Babadook – Recensione

Pubblicato il 20 Luglio 2015 alle 23:37

Amelia ha perso suo marito in un incidente stradale nel giorno della nascita di loro figlio Samuel. Sei anni dopo, la donna soffre la sua condizione di vedova e si occupa a fatica del bambino che ha problemi comportamentali, fatica a dormire, non socializza con gli altri, è aggressivo e ossessionato dall’idea che un mostro minacci lui e sua madre. Un giorno, Amelia e Samuel trovano in casa un misterioso libro sul Babadook, una sorta di uomo nero, e il bambino si convince che sia la creatura che li perseguita.

Babadook

Un mostruoso uomo nero che infesta una casa abitata da una vedova con il figlio piccolo. Sembra il concept di un convenzionale horror estivo e invece siamo di fronte ad un sottile, efficace thriller psicologico con funzionali venature horror che richiama alla mente pellicole come The Others e The Orphanage e segna l’esordio alla regia in un lungometraggio dell’australiana Jennifer Kent.
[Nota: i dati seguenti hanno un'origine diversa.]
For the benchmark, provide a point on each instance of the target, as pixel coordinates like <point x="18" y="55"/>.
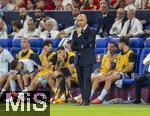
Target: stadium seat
<point x="36" y="50"/>
<point x="136" y="42"/>
<point x="36" y="42"/>
<point x="102" y="42"/>
<point x="138" y="53"/>
<point x="55" y="42"/>
<point x="142" y="67"/>
<point x="16" y="43"/>
<point x="6" y="43"/>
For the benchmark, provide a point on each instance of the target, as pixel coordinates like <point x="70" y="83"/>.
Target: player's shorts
<point x="2" y="74"/>
<point x="43" y="81"/>
<point x="124" y="75"/>
<point x="96" y="75"/>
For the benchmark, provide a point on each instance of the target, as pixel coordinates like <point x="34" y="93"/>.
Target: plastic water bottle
<point x="129" y="98"/>
<point x="105" y="102"/>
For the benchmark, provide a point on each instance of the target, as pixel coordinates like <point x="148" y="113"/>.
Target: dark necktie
<point x="129" y="27"/>
<point x="49" y="35"/>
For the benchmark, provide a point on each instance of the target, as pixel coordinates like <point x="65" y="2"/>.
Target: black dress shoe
<point x="137" y="102"/>
<point x="80" y="104"/>
<point x="86" y="103"/>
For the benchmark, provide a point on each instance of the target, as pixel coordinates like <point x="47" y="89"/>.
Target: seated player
<point x="141" y="79"/>
<point x="23" y="68"/>
<point x="5" y="59"/>
<point x="26" y="52"/>
<point x="47" y="62"/>
<point x="107" y="65"/>
<point x="124" y="68"/>
<point x="67" y="60"/>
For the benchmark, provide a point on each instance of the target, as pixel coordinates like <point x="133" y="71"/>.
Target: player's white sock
<point x="103" y="94"/>
<point x="63" y="96"/>
<point x="92" y="93"/>
<point x="13" y="85"/>
<point x="25" y="90"/>
<point x="2" y="92"/>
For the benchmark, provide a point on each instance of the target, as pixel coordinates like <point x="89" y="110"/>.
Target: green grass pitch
<point x="99" y="110"/>
<point x="92" y="110"/>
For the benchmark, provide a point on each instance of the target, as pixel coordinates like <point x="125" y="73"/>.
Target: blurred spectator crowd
<point x="68" y="5"/>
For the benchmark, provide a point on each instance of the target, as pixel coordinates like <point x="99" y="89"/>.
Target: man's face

Il pubblico prova immediatamente disempatia per Amelia e Samuel. Difficile, quasi impossibile affezionarsi a questi due personaggi fortemente sgradevoli legati da un rapporto che ha del morboso. Il film punta subito i fari sui comportamenti asociali e molesti del bambino ma appare chiaro che la vera causa di tutto sia il disagio interiore della madre che grava sulla psicologia del figlio. A sua volta, le convinzioni di Samuel circa la presenza di un mostro turbano la già fragile condizione mentale di Amelia. Una sorta di insana simbiosi che s’insinua lentamente sotto la pelle dello spettatore creando un progressivo malessere.

Il Babadook diviene quindi il catalizzatore di questo crescente squilibrio nel quale vanno a fondersi le ossessioni dei due protagonisti. La regia intimista cattura da vicino le intense performance di una straordinaria Essie Davis e del giovanissimo Noah Wiseman. Tra le trovate visive, i riferimenti espliciti ai primi horror muti sono forse la parte più spaventosa del film. I disturbanti effetti sonori e la musica straniante di Jed Kurzel esprimono al meglio i risvolti psicologici della vicenda.

La spirale di follia conduce alla terrificante esplosione finale e, soprattutto, ad un epilogo ancor più agghiacciante nel quale il male che si nasconde nella mente di Amelia non risulta sconfitto bensì relegato in un angolo e pronto nuovamente ad esplodere. Angosciante e bellissimo.